Yarısı doğru, yarısı yalandan geçtim, doğruların içinde yüzde
bir bile yalan olmaması gerekir.
Zamanımız Türkiyesindeki kötü adetlerden bazıları
şunlardır:
Bir konuşmadan, yazıdan cımbızla birkaç kelime, cümle veya
paragraf çıkartıyorlar ve onu çarpıtıyorlar… Hiçbir namuslu
medyacı, yazar, fikir adamı böyle yapmaz.
Fikir adamı, yazar, gazeteci, televizyoncu dediğin önce âdil
olacak.
Hadiselere âdilâne bakacak, çarpıtmayacak.
Bile bile yalan söyleyenler, çarpıtanlar haindir, alçaktır,
soysuzdur.
Savunma hakkı kutsaldır. Birini suçluyorsan, savunmasını da
nazar-ı itibara alacaksın, gerekirse yayınlayacaksın.
Kendini savunurken yalana baş vurdu… Âdil olmak şartıyla
yalanı ortaya çıkartıp yüzüne vurmak hakkına sahipsin.
Bir ülkenin politikacılarının, medyacılarının büyük kısmı
yalanı, iftirayı, çarpıtmayı mübah görüyorsa o ülkenin iflah olması
çok zordur.
Dünyada hiçbir din, sistem, nizam İslam kadar yalanı
kötülememiştir.
Bir Müslüman yalan söylüyorsa onun ciğeri beş para
etmez.
İslamın temel değerlerinden biri istikamet=dosdoğru ve dürüst
olmaktır.
İlk asırlarda yaşayan muhaddisler, inatçılık eden atını
yürütmek için ona bir tutam ot gösteren, at yürüdükten sonra o otu
ona vermeyen sahtekarın rivayet ettiği hadisi kabul etmemişlerdir.
Atı aldatan bizi de aldatır demişlerdir.
İslam, savaş hileleri dışında aldatmayı kabul etmez.
Yalan söyleyen, aldatan politikacı kötü ve muzır
politikacıdır.
Dinî hizmet ve faaliyetler yapanlar asla yalan söyleyemez ve
halkı aldatamaz.
Durum vahimse, bunu gizleyip her şey yolundadır, toz pembedir
demek halkı aldatmaktır.
Ümit kırmamak şartıyla acı gerçekler söylenmelidir.

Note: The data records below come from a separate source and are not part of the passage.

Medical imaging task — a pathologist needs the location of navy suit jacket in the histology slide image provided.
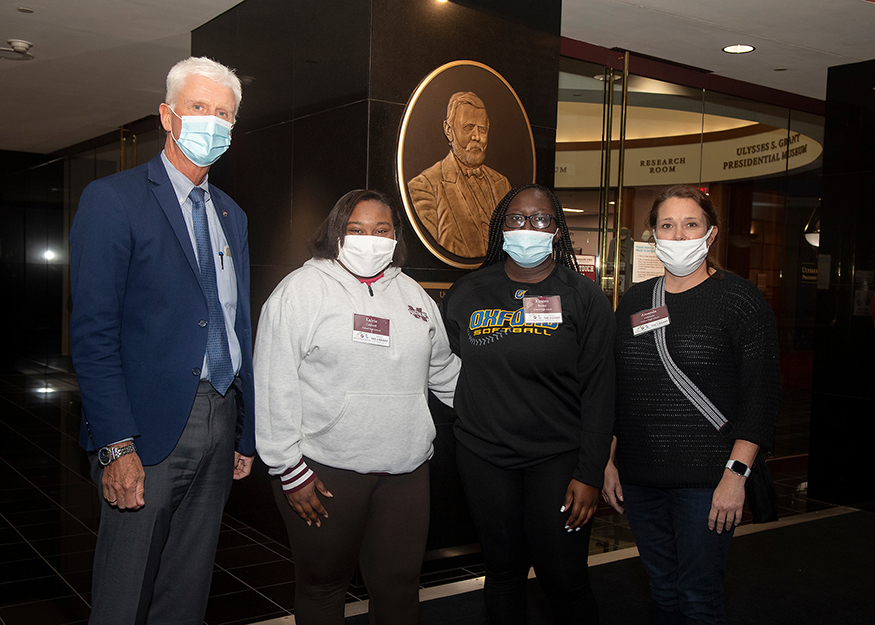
[70,155,255,465]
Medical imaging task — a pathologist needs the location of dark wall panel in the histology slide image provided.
[809,61,875,504]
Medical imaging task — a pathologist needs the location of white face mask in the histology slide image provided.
[337,234,398,278]
[653,226,714,278]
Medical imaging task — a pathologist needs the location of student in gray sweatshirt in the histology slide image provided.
[255,190,459,625]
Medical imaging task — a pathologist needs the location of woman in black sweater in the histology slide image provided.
[603,185,781,623]
[442,185,614,625]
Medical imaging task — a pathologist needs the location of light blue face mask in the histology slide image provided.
[170,109,234,167]
[501,230,555,269]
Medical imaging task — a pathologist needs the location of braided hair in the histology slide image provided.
[480,184,580,271]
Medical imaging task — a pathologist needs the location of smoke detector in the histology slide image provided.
[0,39,33,61]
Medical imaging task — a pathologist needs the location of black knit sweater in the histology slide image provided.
[614,271,781,488]
[441,264,614,488]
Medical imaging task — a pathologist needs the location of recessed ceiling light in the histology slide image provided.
[723,43,756,54]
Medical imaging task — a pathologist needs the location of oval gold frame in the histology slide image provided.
[396,61,537,269]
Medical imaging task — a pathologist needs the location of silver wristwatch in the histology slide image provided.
[97,442,137,466]
[726,460,750,477]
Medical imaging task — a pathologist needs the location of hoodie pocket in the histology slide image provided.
[305,392,435,473]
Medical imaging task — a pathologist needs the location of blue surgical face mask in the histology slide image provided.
[502,230,554,269]
[170,109,234,167]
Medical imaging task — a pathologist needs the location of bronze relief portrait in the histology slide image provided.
[398,61,535,269]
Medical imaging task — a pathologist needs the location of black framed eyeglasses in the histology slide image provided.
[504,214,553,230]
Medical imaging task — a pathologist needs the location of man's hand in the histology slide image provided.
[234,451,254,480]
[102,443,146,510]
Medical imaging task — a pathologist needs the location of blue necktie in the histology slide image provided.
[188,187,234,396]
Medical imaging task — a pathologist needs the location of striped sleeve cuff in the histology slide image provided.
[280,458,316,493]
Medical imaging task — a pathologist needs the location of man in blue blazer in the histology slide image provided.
[70,58,255,624]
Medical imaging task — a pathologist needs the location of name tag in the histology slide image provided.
[352,315,389,347]
[523,295,562,323]
[629,306,671,336]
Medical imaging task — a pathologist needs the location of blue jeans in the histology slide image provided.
[623,484,733,624]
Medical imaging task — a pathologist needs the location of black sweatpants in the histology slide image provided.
[277,458,429,625]
[456,443,598,625]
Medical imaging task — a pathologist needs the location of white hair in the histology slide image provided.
[164,56,243,119]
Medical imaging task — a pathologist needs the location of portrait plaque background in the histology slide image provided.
[397,61,535,269]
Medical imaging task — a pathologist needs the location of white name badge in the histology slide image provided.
[352,315,389,347]
[629,306,671,336]
[523,295,562,323]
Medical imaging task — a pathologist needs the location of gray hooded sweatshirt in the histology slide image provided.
[254,259,459,490]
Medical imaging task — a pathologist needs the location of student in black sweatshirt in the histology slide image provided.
[442,185,614,625]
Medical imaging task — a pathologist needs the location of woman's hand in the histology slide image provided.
[708,469,747,534]
[285,477,334,527]
[708,439,760,534]
[602,458,624,514]
[559,479,599,532]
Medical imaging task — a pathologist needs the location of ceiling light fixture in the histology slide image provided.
[0,39,33,61]
[723,43,756,54]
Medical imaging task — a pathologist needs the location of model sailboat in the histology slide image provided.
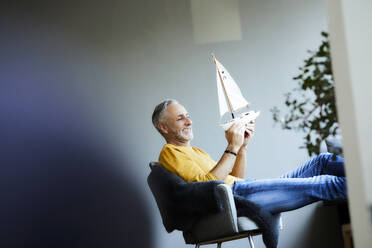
[212,54,260,131]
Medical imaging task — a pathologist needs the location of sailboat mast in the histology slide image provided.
[212,54,235,119]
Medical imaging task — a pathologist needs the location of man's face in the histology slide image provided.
[164,103,194,143]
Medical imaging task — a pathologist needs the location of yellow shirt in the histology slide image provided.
[159,144,242,185]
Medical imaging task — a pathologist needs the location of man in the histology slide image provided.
[152,100,346,214]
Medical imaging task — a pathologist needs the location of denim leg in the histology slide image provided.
[281,153,345,178]
[233,175,346,214]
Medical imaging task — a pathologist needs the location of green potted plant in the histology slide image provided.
[271,32,340,156]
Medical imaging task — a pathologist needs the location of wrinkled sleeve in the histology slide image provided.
[159,147,218,182]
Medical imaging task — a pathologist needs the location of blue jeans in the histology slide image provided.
[232,153,347,214]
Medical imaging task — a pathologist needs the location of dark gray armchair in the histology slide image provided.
[147,162,262,248]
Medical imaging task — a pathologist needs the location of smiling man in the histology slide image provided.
[152,100,347,214]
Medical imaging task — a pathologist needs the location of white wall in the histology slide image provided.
[1,0,341,248]
[327,0,372,247]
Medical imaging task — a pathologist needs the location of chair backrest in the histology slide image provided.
[147,163,223,232]
[147,162,177,232]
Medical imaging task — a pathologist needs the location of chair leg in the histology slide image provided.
[248,235,254,248]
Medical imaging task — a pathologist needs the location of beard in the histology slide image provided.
[174,127,194,142]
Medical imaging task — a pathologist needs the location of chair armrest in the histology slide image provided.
[183,184,238,244]
[217,184,239,232]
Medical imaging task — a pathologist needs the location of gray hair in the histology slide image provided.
[152,99,178,133]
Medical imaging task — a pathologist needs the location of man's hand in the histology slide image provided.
[241,121,255,148]
[225,122,247,152]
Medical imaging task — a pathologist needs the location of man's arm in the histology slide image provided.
[210,123,245,181]
[230,121,254,179]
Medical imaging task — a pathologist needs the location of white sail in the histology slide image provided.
[216,59,249,117]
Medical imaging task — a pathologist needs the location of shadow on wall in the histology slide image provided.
[293,203,343,248]
[0,84,152,248]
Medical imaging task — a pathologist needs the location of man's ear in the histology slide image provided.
[158,123,168,134]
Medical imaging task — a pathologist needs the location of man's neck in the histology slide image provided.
[167,140,191,146]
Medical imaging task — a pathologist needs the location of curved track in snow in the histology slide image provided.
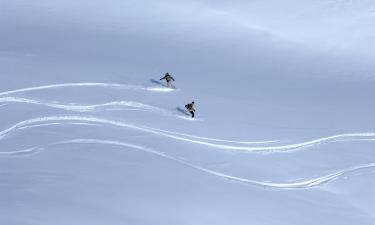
[0,83,174,96]
[0,116,375,153]
[0,97,169,113]
[41,139,375,189]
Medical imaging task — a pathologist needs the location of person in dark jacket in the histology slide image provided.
[160,73,176,88]
[185,101,195,118]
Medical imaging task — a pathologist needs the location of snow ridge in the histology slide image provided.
[0,116,375,153]
[0,82,174,96]
[54,139,375,189]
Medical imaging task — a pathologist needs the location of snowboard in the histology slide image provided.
[150,79,177,89]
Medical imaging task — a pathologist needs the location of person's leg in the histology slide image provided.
[190,111,194,118]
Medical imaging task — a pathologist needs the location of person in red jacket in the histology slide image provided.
[185,101,195,118]
[160,73,176,88]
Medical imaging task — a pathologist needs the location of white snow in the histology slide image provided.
[0,0,375,225]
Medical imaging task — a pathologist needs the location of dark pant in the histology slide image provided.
[189,111,194,118]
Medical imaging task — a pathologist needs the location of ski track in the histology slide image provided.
[0,147,40,157]
[0,83,173,96]
[146,127,279,144]
[0,116,375,153]
[46,139,375,189]
[0,97,168,114]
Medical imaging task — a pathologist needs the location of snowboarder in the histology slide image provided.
[160,73,176,88]
[185,101,195,118]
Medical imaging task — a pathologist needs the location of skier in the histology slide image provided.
[185,101,195,118]
[160,73,176,88]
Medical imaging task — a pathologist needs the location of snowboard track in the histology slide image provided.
[0,116,375,153]
[19,139,375,190]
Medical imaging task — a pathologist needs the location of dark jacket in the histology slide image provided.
[185,103,195,112]
[160,73,174,82]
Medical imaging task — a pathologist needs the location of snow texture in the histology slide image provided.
[0,0,375,225]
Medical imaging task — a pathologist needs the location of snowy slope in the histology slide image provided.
[0,0,375,225]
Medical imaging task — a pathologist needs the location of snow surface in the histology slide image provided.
[0,0,375,225]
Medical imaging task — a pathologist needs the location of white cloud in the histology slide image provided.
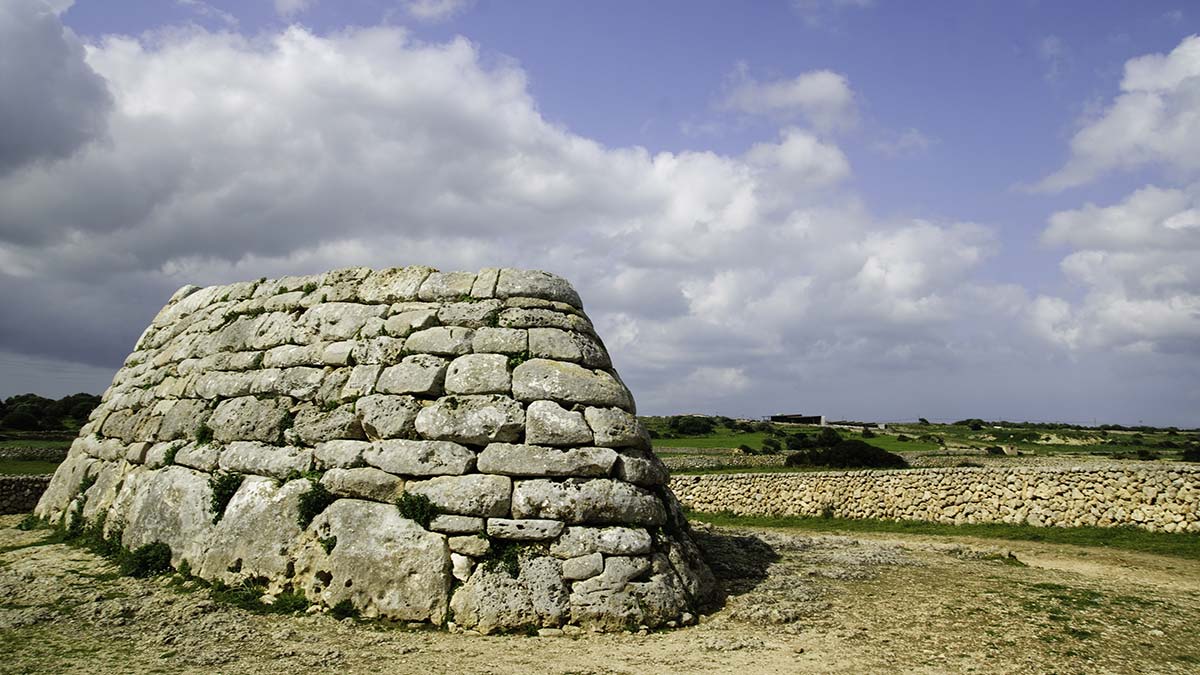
[721,66,857,131]
[404,0,474,22]
[1037,36,1200,192]
[0,0,112,175]
[274,0,317,18]
[7,17,1190,414]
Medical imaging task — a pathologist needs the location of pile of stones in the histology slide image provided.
[36,267,712,632]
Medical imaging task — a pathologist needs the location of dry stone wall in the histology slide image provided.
[671,466,1200,532]
[36,267,712,632]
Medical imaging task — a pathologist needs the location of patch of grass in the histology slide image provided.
[688,512,1200,560]
[296,478,337,528]
[209,472,246,525]
[0,459,59,476]
[329,598,359,621]
[396,492,438,530]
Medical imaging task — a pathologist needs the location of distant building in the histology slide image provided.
[768,414,824,426]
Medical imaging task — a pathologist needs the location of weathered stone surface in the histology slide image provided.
[175,443,223,473]
[512,478,666,525]
[526,401,592,446]
[295,500,451,623]
[359,267,433,303]
[550,525,654,557]
[512,359,632,410]
[583,407,642,448]
[362,438,475,476]
[479,443,617,476]
[563,552,604,581]
[292,404,366,446]
[487,518,565,542]
[448,534,492,557]
[430,513,485,533]
[376,354,450,396]
[354,394,421,441]
[450,557,568,633]
[496,269,583,309]
[416,394,524,444]
[320,466,404,504]
[406,325,473,357]
[209,396,292,442]
[445,354,512,394]
[312,441,371,470]
[220,441,312,478]
[384,309,438,338]
[438,300,504,328]
[199,476,308,583]
[470,328,529,356]
[404,473,512,518]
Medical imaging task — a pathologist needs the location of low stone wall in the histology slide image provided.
[0,476,50,514]
[671,466,1200,532]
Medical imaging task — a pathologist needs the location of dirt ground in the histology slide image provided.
[0,516,1200,675]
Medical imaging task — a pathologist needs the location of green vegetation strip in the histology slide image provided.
[688,512,1200,560]
[0,459,59,476]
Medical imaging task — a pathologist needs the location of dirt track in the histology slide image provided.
[0,516,1200,675]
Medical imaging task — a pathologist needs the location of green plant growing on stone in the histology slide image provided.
[396,492,438,530]
[329,598,359,621]
[209,472,246,525]
[120,542,170,579]
[296,478,337,527]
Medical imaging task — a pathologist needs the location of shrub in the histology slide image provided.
[209,472,246,525]
[396,492,438,530]
[121,542,170,579]
[296,478,337,527]
[784,440,908,468]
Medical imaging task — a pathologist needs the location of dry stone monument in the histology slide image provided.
[35,267,713,633]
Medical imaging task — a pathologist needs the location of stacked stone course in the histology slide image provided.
[36,267,712,632]
[671,465,1200,532]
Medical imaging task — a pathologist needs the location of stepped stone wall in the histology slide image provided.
[671,465,1200,532]
[36,267,713,632]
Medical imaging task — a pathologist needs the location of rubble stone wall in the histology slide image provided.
[671,465,1200,532]
[36,267,712,632]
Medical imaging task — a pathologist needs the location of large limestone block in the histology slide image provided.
[478,443,617,476]
[376,354,450,396]
[354,394,421,441]
[295,500,451,623]
[209,396,292,442]
[199,476,308,590]
[359,267,433,304]
[512,478,666,525]
[362,438,475,476]
[445,354,512,394]
[416,394,524,444]
[450,557,569,633]
[292,404,366,446]
[404,325,474,357]
[109,466,214,567]
[583,407,642,448]
[512,359,634,410]
[526,401,592,446]
[220,441,312,478]
[404,473,512,518]
[320,466,404,504]
[496,269,583,309]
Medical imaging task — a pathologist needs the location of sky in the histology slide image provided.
[0,0,1200,426]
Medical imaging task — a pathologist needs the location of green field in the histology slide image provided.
[0,459,59,476]
[688,512,1200,560]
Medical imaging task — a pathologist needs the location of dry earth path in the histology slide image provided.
[0,516,1200,675]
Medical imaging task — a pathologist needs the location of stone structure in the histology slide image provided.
[0,476,50,514]
[36,267,712,632]
[671,465,1200,532]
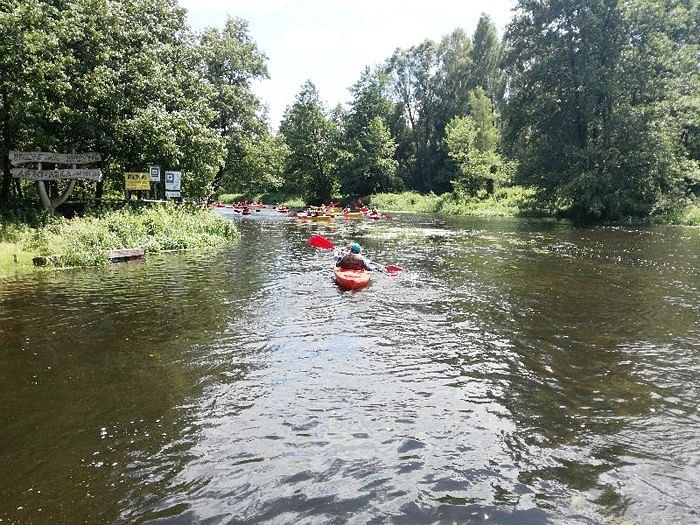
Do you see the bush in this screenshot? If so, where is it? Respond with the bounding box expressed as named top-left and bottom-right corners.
top-left (14, 203), bottom-right (238, 266)
top-left (369, 186), bottom-right (547, 217)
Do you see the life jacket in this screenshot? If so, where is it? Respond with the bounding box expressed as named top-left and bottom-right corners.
top-left (338, 253), bottom-right (365, 270)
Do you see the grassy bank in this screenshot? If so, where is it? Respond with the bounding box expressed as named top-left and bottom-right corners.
top-left (218, 193), bottom-right (306, 208)
top-left (0, 204), bottom-right (238, 275)
top-left (368, 186), bottom-right (549, 217)
top-left (668, 201), bottom-right (700, 226)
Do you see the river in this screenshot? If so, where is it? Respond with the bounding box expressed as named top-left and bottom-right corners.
top-left (0, 212), bottom-right (700, 525)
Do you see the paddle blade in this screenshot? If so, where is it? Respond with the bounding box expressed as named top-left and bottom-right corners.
top-left (309, 235), bottom-right (335, 250)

Gerçekler
anlatılmadan ıslah olmaz.
Halkının yüzde 90’ının vakit namazlarını kılmadığı Müslüman
bir ülkede, her şey yolundadır denilebilir mi?
Avaz avaz ezanlar okunuyor, ülke nurlu ufuklara koşuyor
edebiyatı yapanlar acı gerçekleri saklıyor, hem kendilerini, hem
halkı aldatıyor.
Yağcılar, yalakalar, meddahlar, dalkavuklar bu memleketin yüz
karasıdır.
İslam dini müjdeler ve uyarılar dinidir. Resul-i Kibriya
Efendimiz (Salat ve selam olsun ona) beşîr=müjdeci ve
nezirdir=uyarıcı ve korkutucudur.
Allahü Teala hazretleri dosdoğru iman edip namaz kılanlara,
hayır hasenat yapanlara ebedî saadet ve Cennet vaad etmiştir. Bu
vaadlerin yanında vaidler de vardır. İnançlarında vahim bozukluklar
olanlar, namazı yitirip şehvetlerine uyanlar, büyük günahlarda ve
isyanlarda ısrar edenler, yer yüzünde fesat çıkartanlar, riba
yiyenler mutlaka korkutulmalıdır.
Açıkça büyük günah işleyenlerin, mütecahir fasık ve
facirlerin, Allaha ve Resulüne savaş ilan etmiş ribacıların
korkutulmadığı, uyarılmadığı bir İslam ülkesi çok kötü
durumdadır.
Bir müjde ve uyarı ayı olan mübarek Ramazan’ı ziyan ettik.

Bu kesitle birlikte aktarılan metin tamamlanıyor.